Product Placement dan Hard Selling
Sesuai janji saya di atas, saya mulai dan akhiri dengan fakta. Satu fakta yang selalu ada setiap kali saya menonton film ini adalah adanya product placement dari cemilan instan. Seperti contoh di bawah, karakter Aa Raffi sedang menunjukkan produk cemilan anak, yang nantinya dibagikan ke Rafathar, Cipung, dan teman-temannya. Lalu mereka menunjukkan kenikmatannya makan biskuit seperti tidur di atas awan.
Saya bukan ahli marketing atau hukum, saya tidak tahu apakah strategi ini etis atau tidak. Saya hanya menyampaikan keluhan sebagai Ayah. Saya sangat menyayangkan film lokal yang punya banyak audiens justru diselipkan iklan di dalam ceritanya. Iklan di luar cerita pun sudah begitu banyak, lalu anak saya terpaksa harus mengkonsumsi iklan lagi di dalam cerita, kan sedih ya.
Selain kesedihan adanya iklan di dalam cerita, saya juga cukup sedih dengan konten yang diiklankan. Sebagai negara yang sedang berjuang melawan stunting, rasanya kurang sreg kalo film anak-anak diselipkan cemilan manis rendah gizi, yang bikin anak-anak malas makan kalau sudah memakan produk tersebut. Lebih sedih lagi, mungkin Cipung di kenyataan tidak akan atau sangat jarang diberikan produk semacam itu oleh Mamanya. Saya justru lebih setuju kalau misal yang diiklankan adalah ikan shisamo yang sering dimakan Cipung untuk meningkatkan gizinya.
Syukurlah tren stunting di Indonesia mulai menurun, namun angkanya masih cukup besar. Kurang lebih 1 dari 5 anak Indonesia masih mengalami stunting. Mengingat TV adalah salah satu moda hiburan paling mudah dijangkau masyarakat, sangat disayangkan kalau konten di TV tidak sejalan dengan visi kesehatan masyarakat kita.

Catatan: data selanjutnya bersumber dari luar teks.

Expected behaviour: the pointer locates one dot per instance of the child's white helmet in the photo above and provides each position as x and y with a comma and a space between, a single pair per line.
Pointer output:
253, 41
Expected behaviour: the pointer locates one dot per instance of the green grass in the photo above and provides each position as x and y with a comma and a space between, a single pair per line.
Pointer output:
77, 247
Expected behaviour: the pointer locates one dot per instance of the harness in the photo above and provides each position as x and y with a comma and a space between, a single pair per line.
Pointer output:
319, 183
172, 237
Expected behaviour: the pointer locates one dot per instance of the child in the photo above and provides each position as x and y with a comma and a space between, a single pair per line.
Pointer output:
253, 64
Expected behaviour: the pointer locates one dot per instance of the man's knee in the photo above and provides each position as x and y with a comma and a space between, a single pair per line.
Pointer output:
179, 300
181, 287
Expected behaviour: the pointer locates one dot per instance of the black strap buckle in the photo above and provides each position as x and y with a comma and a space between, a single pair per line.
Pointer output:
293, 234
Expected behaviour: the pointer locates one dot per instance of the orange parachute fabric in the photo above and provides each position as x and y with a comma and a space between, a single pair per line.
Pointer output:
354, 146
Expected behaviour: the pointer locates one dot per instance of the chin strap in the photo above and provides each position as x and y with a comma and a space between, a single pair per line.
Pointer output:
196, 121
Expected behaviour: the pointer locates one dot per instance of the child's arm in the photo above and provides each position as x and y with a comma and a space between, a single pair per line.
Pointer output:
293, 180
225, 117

Padahal TV bisa jadi alat yang sangat kuat untuk membagikan pesan baik kepada mayoritas masyarakat Indonesia.
Saya tidak berharap tulisan ini digubris oleh Mentari TV atau produsernya Cipung Abubu. Saya hanya berharap tontonan anak karya anak bangsa bisa meningkat kualitas, baik dari segi teknis, cerita, dan etika penyiaran.